In the full scale facility, have roller belts that are mostly gravity and partly motorized so that a bin can be placed at the harvesting site, and then the bin can be put on the roller belt to get to the processing area. A task that could be assigned would be to put empty bins in key locations to be ready for harvest time at those locations. A sensor could monitor that a bin location out in the hydroponic racks is empty and the system could assign a person to bring bins to that specific location.

For the growing medium that is being used in the hydroponic system, I would want the experimental facility to investigate anything that would be possible in terms of taking recycling material, or developing a very sustainable method of coming up with the growing medium.
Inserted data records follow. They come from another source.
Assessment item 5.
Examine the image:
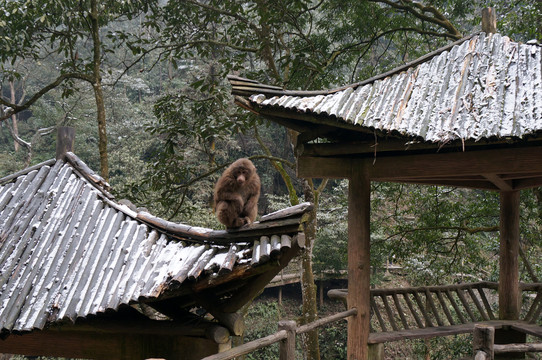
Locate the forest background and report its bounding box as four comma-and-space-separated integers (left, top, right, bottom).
0, 1, 541, 359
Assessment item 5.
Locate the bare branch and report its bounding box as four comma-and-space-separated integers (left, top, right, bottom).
0, 72, 94, 122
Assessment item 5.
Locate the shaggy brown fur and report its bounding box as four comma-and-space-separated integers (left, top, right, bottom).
213, 158, 260, 228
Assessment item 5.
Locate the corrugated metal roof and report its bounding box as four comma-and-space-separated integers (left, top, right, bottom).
232, 33, 542, 143
0, 154, 307, 334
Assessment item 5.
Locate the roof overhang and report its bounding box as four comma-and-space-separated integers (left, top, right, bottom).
230, 32, 542, 190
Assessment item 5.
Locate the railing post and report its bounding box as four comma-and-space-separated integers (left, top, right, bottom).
474, 324, 495, 360
278, 320, 296, 360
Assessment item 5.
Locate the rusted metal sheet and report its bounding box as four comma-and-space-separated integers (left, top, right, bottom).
0, 155, 306, 334
236, 33, 542, 143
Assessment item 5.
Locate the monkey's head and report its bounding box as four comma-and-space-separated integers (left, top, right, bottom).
229, 159, 255, 186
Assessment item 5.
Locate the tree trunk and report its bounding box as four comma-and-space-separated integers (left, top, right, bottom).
90, 0, 109, 180
9, 80, 19, 152
300, 180, 321, 360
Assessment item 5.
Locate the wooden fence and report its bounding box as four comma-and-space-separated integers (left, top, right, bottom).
201, 282, 542, 360
473, 323, 542, 359
200, 308, 357, 360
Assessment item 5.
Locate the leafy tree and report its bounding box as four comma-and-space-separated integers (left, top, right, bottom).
0, 0, 155, 179
136, 1, 476, 358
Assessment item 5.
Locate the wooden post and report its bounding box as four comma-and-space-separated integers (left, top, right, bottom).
347, 164, 371, 360
482, 8, 497, 34
56, 127, 75, 160
368, 344, 384, 360
278, 320, 296, 360
499, 191, 520, 320
473, 324, 495, 360
497, 190, 525, 359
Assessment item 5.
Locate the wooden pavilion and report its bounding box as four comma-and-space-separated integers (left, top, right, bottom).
229, 30, 542, 359
0, 129, 312, 359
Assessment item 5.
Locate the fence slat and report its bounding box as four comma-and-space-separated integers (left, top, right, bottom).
456, 288, 477, 322
413, 291, 434, 327
371, 296, 388, 332
425, 289, 444, 326
445, 289, 467, 324
525, 290, 542, 323
381, 295, 399, 331
476, 286, 495, 320
403, 292, 424, 328
435, 290, 455, 325
467, 287, 489, 321
392, 293, 410, 329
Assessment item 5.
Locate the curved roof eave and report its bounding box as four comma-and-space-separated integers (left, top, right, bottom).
230, 32, 542, 145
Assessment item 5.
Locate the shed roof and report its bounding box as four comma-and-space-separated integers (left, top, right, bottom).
230, 32, 542, 145
0, 153, 309, 335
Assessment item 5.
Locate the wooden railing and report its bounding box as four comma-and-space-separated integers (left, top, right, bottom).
474, 323, 542, 359
202, 282, 542, 360
200, 308, 357, 360
329, 282, 542, 343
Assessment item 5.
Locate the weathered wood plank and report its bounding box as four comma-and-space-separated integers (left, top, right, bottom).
259, 202, 313, 222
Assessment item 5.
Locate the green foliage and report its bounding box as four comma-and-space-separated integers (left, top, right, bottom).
412, 334, 472, 360
243, 301, 284, 360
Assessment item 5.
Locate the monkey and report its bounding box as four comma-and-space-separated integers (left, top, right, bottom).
213, 158, 260, 228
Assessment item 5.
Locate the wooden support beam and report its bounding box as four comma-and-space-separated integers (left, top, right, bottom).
0, 330, 219, 360
499, 191, 521, 320
347, 164, 371, 360
297, 146, 542, 185
497, 190, 524, 359
483, 174, 513, 191
297, 156, 353, 178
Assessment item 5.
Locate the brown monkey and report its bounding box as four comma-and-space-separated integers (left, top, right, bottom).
213, 158, 260, 228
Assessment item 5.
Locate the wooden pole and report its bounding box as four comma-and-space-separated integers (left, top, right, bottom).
278, 320, 296, 360
482, 8, 497, 34
499, 191, 520, 320
473, 324, 495, 360
347, 164, 371, 360
497, 190, 525, 359
56, 127, 75, 160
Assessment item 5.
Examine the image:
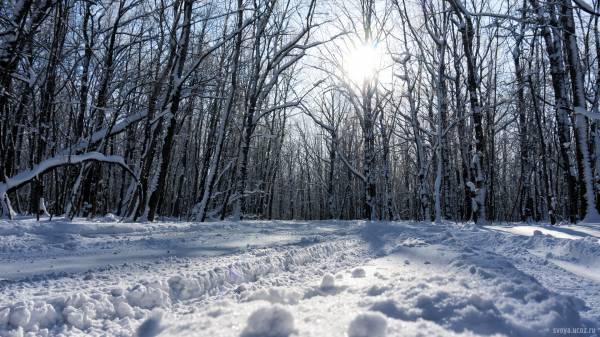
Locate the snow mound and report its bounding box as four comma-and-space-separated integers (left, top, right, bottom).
528, 234, 600, 263
165, 240, 356, 302
8, 303, 31, 327
348, 312, 387, 337
136, 312, 164, 337
320, 273, 335, 290
370, 299, 408, 319
351, 268, 366, 278
303, 272, 348, 299
167, 275, 204, 301
371, 276, 589, 336
366, 285, 390, 296
240, 305, 295, 337
128, 282, 171, 309
0, 293, 119, 333
440, 253, 589, 335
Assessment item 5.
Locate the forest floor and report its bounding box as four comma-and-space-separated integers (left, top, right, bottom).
0, 217, 599, 337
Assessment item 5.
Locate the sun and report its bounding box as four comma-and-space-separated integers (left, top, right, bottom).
342, 43, 384, 85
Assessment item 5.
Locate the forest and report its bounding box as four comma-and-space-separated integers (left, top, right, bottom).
1, 0, 600, 225
3, 1, 600, 337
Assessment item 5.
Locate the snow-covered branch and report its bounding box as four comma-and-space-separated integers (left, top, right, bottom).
1, 152, 136, 219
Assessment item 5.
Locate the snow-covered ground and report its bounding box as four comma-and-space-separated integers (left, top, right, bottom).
0, 218, 599, 337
Periodically, perhaps once a week, an automated system will syphon off 250ml of the water that is cycling through the hydroponic and aquaponic system with the idea of sending it to a laboratory for analysis. We'd check on making sure all of the nutrients needed for the plants and fish are within tolerances, we'd check for micro plastics, metals and anything else that a lab could pick up. This data would come back to the horticulturist for analysis and for possible tweaks to the system. 

For the aquaponics part I had quite a few more ideas. First is to feed them; this could be an automated system with one large hopper that has a 1/8th chute to the fry tank, a 1/4 chute for the small fish tank, a 1/2 chute for the medium fish and a full chute for the last tank fish. So once or twice or three times a day, 10 seconds (or 15 or 20) of food is dropped through these chutes and based on their size, the appropriate amount of food would go into each tank. There would be a sensor in the hopper to show when it is down to 5 or 10 feedings which creates a task for a person to get from the large bags of fish food to empty the bags into the hopper to fill it up.
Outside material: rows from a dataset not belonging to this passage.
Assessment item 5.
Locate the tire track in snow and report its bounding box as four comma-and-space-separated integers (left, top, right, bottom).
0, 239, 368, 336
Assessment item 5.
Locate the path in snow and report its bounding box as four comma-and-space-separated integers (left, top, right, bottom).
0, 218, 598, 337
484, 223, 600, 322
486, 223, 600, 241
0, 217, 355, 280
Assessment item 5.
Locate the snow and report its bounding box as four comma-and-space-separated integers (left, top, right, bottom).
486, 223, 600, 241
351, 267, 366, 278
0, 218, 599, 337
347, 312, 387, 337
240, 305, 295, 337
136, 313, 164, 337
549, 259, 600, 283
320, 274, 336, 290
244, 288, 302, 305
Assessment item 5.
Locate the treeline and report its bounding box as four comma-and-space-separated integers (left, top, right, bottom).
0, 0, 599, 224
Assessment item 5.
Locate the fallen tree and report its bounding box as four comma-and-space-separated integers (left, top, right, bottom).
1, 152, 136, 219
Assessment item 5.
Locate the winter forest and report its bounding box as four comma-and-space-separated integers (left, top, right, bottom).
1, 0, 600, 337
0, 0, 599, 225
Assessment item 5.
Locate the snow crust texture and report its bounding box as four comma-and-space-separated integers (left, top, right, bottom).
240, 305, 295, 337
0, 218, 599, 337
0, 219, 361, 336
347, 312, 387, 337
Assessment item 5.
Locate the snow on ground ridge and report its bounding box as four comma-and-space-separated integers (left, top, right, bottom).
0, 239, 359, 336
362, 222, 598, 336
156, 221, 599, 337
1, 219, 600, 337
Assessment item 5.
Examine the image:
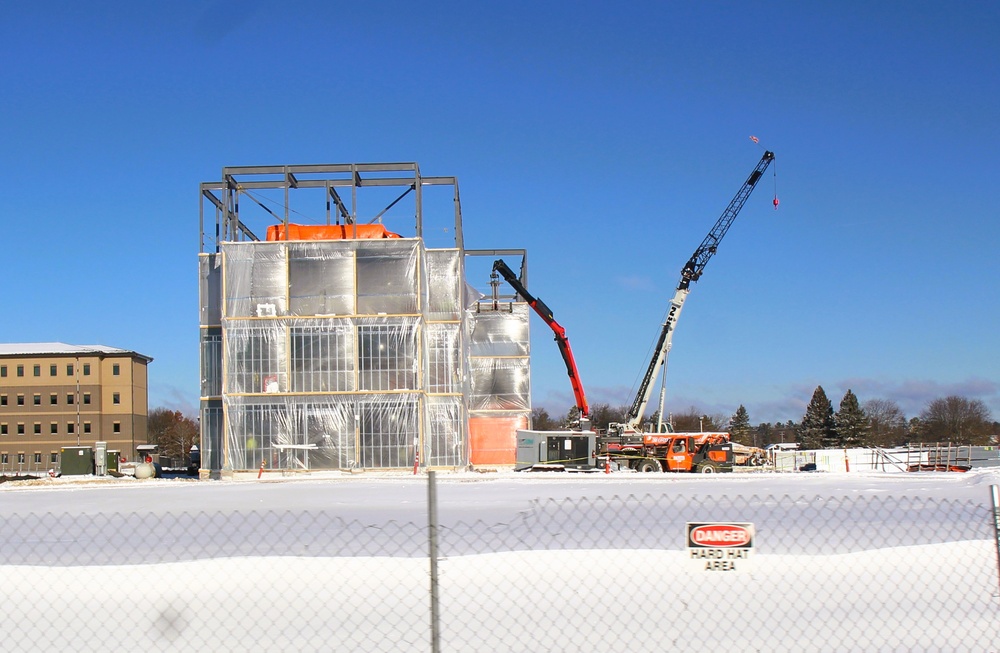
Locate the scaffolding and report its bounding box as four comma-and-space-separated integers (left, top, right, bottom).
198, 163, 531, 473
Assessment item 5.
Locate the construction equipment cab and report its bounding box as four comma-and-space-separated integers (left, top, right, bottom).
638, 433, 734, 473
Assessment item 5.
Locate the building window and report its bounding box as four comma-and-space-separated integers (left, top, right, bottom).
50, 394, 58, 405
113, 393, 121, 405
0, 395, 6, 406
83, 422, 91, 434
0, 424, 6, 435
50, 364, 57, 376
17, 395, 25, 406
50, 423, 58, 435
17, 423, 24, 435
67, 364, 74, 376
83, 363, 91, 376
113, 363, 120, 376
33, 394, 41, 406
33, 423, 41, 435
113, 422, 121, 434
67, 422, 74, 434
50, 452, 58, 464
33, 365, 40, 377
18, 453, 25, 464
1, 454, 7, 464
0, 365, 5, 377
66, 394, 74, 405
17, 365, 24, 377
83, 393, 91, 405
34, 453, 41, 464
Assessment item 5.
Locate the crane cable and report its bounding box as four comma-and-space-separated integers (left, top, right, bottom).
772, 157, 779, 210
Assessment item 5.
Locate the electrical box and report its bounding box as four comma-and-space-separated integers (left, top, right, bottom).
94, 441, 107, 476
516, 430, 596, 471
60, 446, 94, 476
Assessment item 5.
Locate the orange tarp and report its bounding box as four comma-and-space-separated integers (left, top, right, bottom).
265, 223, 402, 241
469, 415, 529, 466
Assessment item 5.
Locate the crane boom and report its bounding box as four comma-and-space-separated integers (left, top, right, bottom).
492, 259, 590, 419
625, 150, 774, 430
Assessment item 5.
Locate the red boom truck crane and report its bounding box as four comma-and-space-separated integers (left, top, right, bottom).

I am not certain what quality of light fish need. To roughly mimic living out in the open, I'd have multi-colour LED lights strung all around the ceiling of all of the tanks. In the depth of night for two hours they would be off and it would be full dark. For the three hours preceding and the three hours following, it would be dark green and blue colours that very very slowly change from one to the other with the brightness gradually diminishing at night and gradually brightening in the morning. Then at the dawn and dusk points (independent of lat and long; constant year round) there would be a very gradual move from blue/green to yellow/orange/white which also gradually get brighter until a 3 hour gap near or at midday where it is brightest, and then a very gradual lowering of brightness until dusk.

Due to the growth rate of fish, a harvest of them is not something that would get done every day, and perhaps not even every week. Given this, The aquaculturist would be the one to do the harvesting and processing of the fish at the beginning, perhaps with an apprentice. For our customers, some may want the fish whole and as is, other may want it deskinned, others deskinned and deboned, and there may be further ways that a fish can be processed. The aquaculturist would do this all based on whatever orders there are that have come in.
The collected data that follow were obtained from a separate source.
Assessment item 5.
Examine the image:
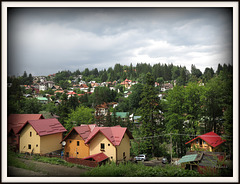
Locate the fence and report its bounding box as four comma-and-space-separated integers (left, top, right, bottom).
65, 157, 98, 167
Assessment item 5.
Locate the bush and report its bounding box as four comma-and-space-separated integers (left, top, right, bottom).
81, 162, 200, 177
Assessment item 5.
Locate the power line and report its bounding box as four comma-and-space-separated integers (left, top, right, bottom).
131, 133, 232, 141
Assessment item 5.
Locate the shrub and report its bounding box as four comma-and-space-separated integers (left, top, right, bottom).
81, 162, 200, 177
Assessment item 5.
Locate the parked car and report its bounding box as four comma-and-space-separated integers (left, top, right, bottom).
134, 154, 148, 162
162, 157, 168, 164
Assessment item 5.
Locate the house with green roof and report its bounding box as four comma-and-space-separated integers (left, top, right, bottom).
112, 112, 129, 121
36, 97, 48, 104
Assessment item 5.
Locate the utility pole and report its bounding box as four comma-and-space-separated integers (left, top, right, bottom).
170, 133, 172, 164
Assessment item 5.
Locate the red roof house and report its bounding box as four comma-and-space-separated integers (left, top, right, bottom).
185, 132, 226, 152
17, 118, 67, 154
62, 124, 98, 158
85, 126, 133, 163
7, 114, 44, 148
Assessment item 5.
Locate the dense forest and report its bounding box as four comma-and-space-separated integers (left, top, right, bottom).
7, 62, 233, 158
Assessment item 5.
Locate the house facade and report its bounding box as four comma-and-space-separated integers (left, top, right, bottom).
62, 124, 97, 158
85, 126, 133, 163
17, 119, 66, 154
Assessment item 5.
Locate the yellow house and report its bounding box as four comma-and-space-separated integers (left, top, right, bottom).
185, 132, 226, 152
85, 125, 134, 163
62, 124, 97, 158
17, 118, 67, 154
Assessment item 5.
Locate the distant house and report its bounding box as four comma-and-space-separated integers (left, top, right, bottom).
39, 80, 55, 91
62, 124, 97, 158
133, 116, 141, 127
17, 118, 67, 154
45, 81, 55, 88
36, 97, 48, 104
39, 82, 48, 91
85, 125, 134, 163
121, 79, 132, 89
67, 91, 77, 98
185, 132, 226, 152
112, 112, 130, 122
7, 114, 44, 150
161, 83, 173, 91
95, 103, 109, 116
79, 84, 89, 92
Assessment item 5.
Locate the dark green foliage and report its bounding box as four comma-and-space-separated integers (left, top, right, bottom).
89, 87, 117, 106
128, 83, 143, 113
81, 162, 200, 177
138, 73, 163, 157
191, 64, 202, 78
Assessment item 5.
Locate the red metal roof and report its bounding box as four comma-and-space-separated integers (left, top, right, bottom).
185, 132, 226, 147
62, 124, 97, 142
82, 152, 108, 162
8, 114, 44, 134
17, 118, 67, 136
85, 126, 133, 146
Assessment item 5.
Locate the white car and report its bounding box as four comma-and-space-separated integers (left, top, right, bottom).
134, 154, 148, 161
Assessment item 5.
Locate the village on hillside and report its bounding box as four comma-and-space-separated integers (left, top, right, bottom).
7, 63, 233, 177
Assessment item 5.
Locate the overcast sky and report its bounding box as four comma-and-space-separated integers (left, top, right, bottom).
7, 7, 233, 76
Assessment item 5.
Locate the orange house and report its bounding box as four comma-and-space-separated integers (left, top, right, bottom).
62, 124, 97, 158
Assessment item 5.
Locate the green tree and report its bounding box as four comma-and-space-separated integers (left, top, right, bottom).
165, 85, 187, 157
191, 64, 202, 78
138, 72, 162, 157
64, 106, 95, 131
21, 98, 43, 114
128, 83, 143, 113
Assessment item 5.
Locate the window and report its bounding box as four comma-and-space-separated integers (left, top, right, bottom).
77, 152, 79, 154
100, 143, 105, 151
108, 144, 110, 146
30, 132, 32, 137
77, 141, 80, 146
69, 140, 72, 143
199, 139, 203, 146
111, 156, 113, 159
28, 144, 31, 149
36, 144, 38, 147
123, 152, 125, 157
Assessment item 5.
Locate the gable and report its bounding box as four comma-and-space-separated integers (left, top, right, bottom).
65, 129, 83, 140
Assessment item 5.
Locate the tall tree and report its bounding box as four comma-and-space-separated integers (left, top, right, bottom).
139, 72, 162, 157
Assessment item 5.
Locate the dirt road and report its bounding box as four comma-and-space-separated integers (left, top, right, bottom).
8, 158, 89, 177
Once there are four or five full scale facilities, the aquaponics would be centrally coordinated so that fish harvesting is not overlapping at any one location with another. At this time the apprentice could be hired and would simply move from location to location at harvest time, and this person would be called the Fish Harvester. Instead of hourly pay, this worker would be on a salary, but at any facility, could ask the system to assign any assistants, should assistance from the general staff be needed.

The Fish Harvester would also be tasked with obtaining the fry for starting the fish at all of the facilities, and ensuring the fish food orders are maintained and that there is some in stock at all of the facilities.

Instead of netting the fish to move them up to the next larger tank, I thought of a more automatic system. Have all of the tanks connected with each other with a screen doorway that separates them that can be motorized to lift out of the way allowing fish to swim through it. Additionally, have a tank sized net of some kind that either lives in the water on the far side of the door, or is automatically lowered into it. Once the largest tank has been emptied of fish at harvest time, initiate the system to begin the fish transfer. First open the screen door between the second largest and the now empty of fish largest, then raise the net and slowly and gently push the fish in second largest tank to swim through the door into the largest tank. Perhaps repeat the process for any stragglers. Sensors in the tank will tell once the second largest tank is empty of fish, at that time, close the screen door between the largest and second largest, and then open the door between the third largest and second largest, and repeat the whole procedure until the smallest is empty.

I would want to avoid plastic packaging at all costs, and so for both the plants and the fish, I would wrap them in paper, or for things like heads of lettuce, put them in paper bags.

Finally, this idea could be good or not, I suppose, depending on how easy or hard it is to find employees. In Canada we have a Temporary Foreign Worker Program and so at a full scale facility I could have built an adjacent living quarters for these foreign workers. There are horror stories about how employers of temp foreign workers treat them abhorrently; I'd want to do the opposite and treat them with dignity and respect at all times and give them living quarters that yes, may be communal, but will be comfortable and not destitute. I would supply transit passes to these employees so that on their days off, they are not restricted to their living quarters or just the nearby vicinity.